Ontario cap-and-trade plan cuts big polluters some slack
TheGlobeAndMail.com
Feb. 23, 2016
Shawn Mccarthy
Ontario’s largest polluters will get a temporary reprieve, while the rest of the province foots a bill of more than $1.3-billion next year under the provincial government’s climate plan to be unveiled this week, The Globe and Mail has learned.
The Liberal government will introduce climate legislation on Wednesday, and on Thursday – also budget day – it will unveil detailed regulations for its long-promised cap-and-trade regime that aims to hit an aggressive 2020 greenhouse gas emissions target, a government source knowledgeable about the policy said on Tuesday.
Under the cap-and-trade plan, 102 large industrial emitters will get free permits to produce GHGs at roughly current levels in 2017, but they will have to reduce them each year to 2020, the source said, adding the “free allowance” approach is meant to be “transitional only” to give industry time to adjust, and would be reviewed in 2020.
Meanwhile, fuel wholesalers will have to purchase emissions allowances for every litre of gasoline or cubic metre of natural gas they sell in the province.
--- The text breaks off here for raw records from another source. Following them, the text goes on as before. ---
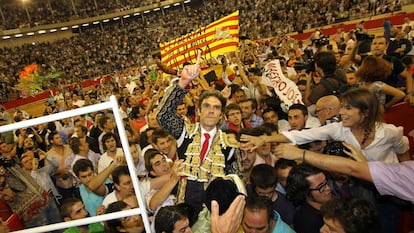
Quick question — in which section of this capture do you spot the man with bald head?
[315,95,341,125]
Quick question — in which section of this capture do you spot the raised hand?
[342,142,367,162]
[240,134,265,150]
[275,143,303,160]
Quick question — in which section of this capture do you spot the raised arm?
[240,134,290,150]
[157,54,201,138]
[276,143,372,182]
[148,160,182,211]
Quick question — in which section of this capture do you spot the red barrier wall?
[2,76,111,109]
[3,13,414,109]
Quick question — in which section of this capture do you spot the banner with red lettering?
[160,11,239,68]
[262,60,303,112]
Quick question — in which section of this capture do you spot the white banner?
[262,60,303,112]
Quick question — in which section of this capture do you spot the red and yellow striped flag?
[160,11,239,68]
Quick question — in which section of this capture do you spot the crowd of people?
[0,1,414,233]
[0,0,408,102]
[0,0,401,29]
[0,13,414,230]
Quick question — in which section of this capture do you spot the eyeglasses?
[256,190,276,198]
[315,108,326,115]
[228,112,241,117]
[309,180,328,193]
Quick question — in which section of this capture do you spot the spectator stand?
[0,96,151,233]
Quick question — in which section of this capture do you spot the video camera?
[313,36,329,48]
[355,32,375,41]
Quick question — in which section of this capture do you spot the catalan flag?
[160,11,239,68]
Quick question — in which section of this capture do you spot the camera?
[355,32,375,41]
[0,157,16,167]
[313,36,329,48]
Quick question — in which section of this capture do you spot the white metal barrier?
[0,96,151,233]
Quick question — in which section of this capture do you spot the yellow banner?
[160,11,239,68]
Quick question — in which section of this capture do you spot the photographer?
[303,51,345,106]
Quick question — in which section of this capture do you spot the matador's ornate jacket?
[157,84,242,206]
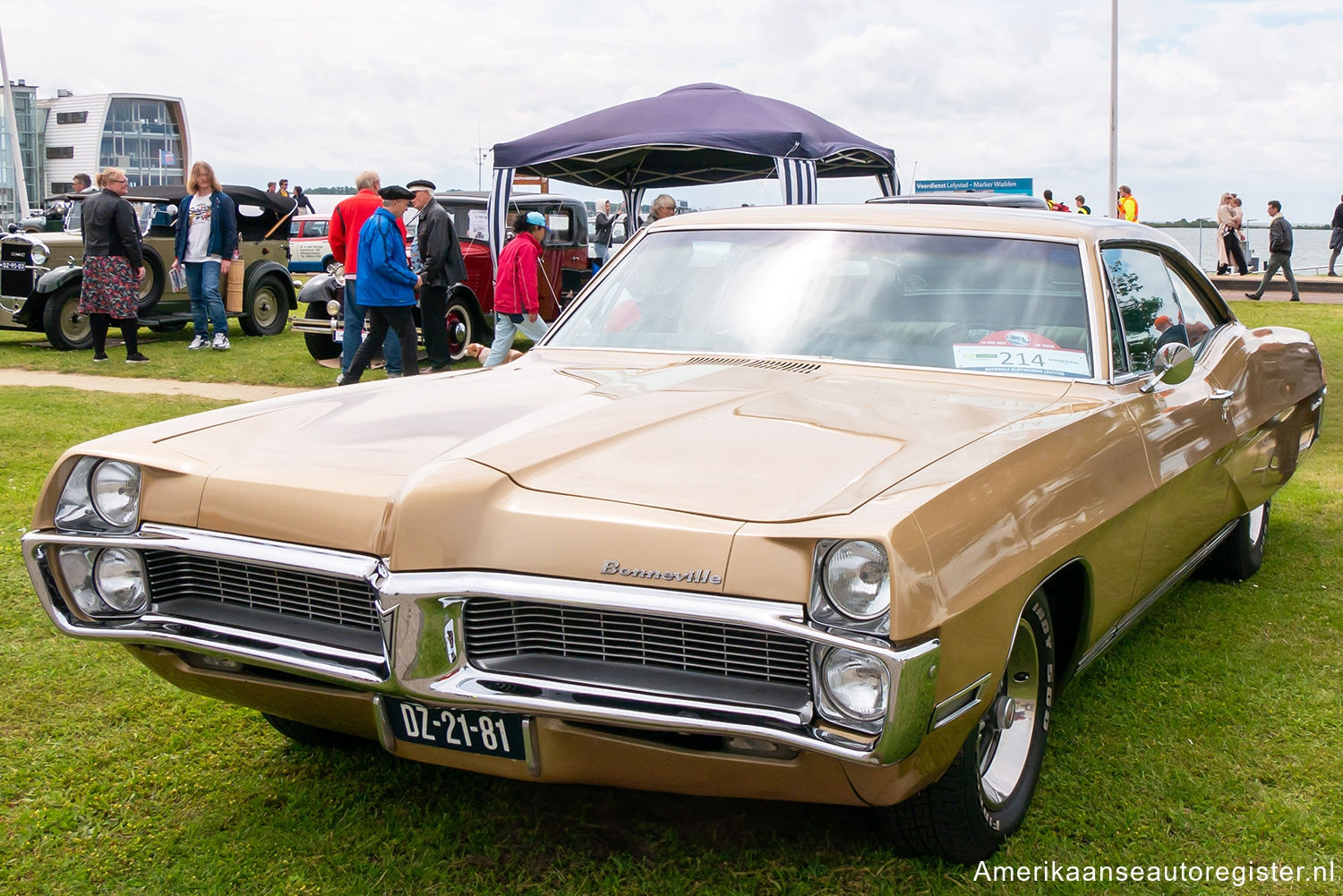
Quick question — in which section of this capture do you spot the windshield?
[547,230,1093,378]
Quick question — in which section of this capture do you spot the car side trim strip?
[1077,517,1240,674]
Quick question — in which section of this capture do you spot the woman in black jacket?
[80,168,150,364]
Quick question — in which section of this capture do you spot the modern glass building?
[0,81,191,225]
[38,91,191,195]
[0,81,45,222]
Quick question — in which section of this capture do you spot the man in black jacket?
[1245,199,1302,303]
[406,180,466,373]
[1329,189,1343,277]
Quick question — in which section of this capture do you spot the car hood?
[158,349,1068,521]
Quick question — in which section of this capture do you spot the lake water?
[1158,227,1343,274]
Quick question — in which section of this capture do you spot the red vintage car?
[293,191,593,362]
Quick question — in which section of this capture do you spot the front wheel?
[42,281,93,352]
[443,295,485,363]
[880,591,1055,865]
[238,274,289,336]
[1200,501,1270,582]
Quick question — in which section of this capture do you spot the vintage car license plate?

At a minimum price of $17 a tonne of carbon dioxide, the levy would add about 4.3 cents a litre of gasoline and up to $9 a month for heating the average home, according to government estimates.
Revenue from the sale of emission permits – expected to be more than $1.3-billion a year – will be funnelled into a greenhouse gas reduction account, to be managed by the govern- ment. The fund will have an explicit list of the type of investments that can be made and will issue an annual report; all spending is meant to be in addition to what is already being allocated for transit and other environmental programs, the source said.
The Ontario move comes as Canada’s climate debate heats up. Prime Minister Justin Trudeau will meet premiers next week in Vancouver in an attempt to fashion a national climate strategy that would include a minimum price on carbon of at least $15 a tonne across the country. The floor price would be achieved either through a federal effort, or a provincial carbon tax or cap-and-trade plan.
Saskatchewan Premier Brad Wall steadfastly opposes any imposition of a minimum carbon price, as does Yukon Premier Darrell Pasloski, despite the fact their jurisdictions would keep the revenue.
At the Paris climate summit in December, Canada committed to reducing GHGs by 30 per cent from 2005 levels by 2030, a goal Environment Minister Catherine McKenna has described as a “floor.” While environmentalists decry the target as too weak, the country is not on track to meet it and Environment Canada says more effort is required.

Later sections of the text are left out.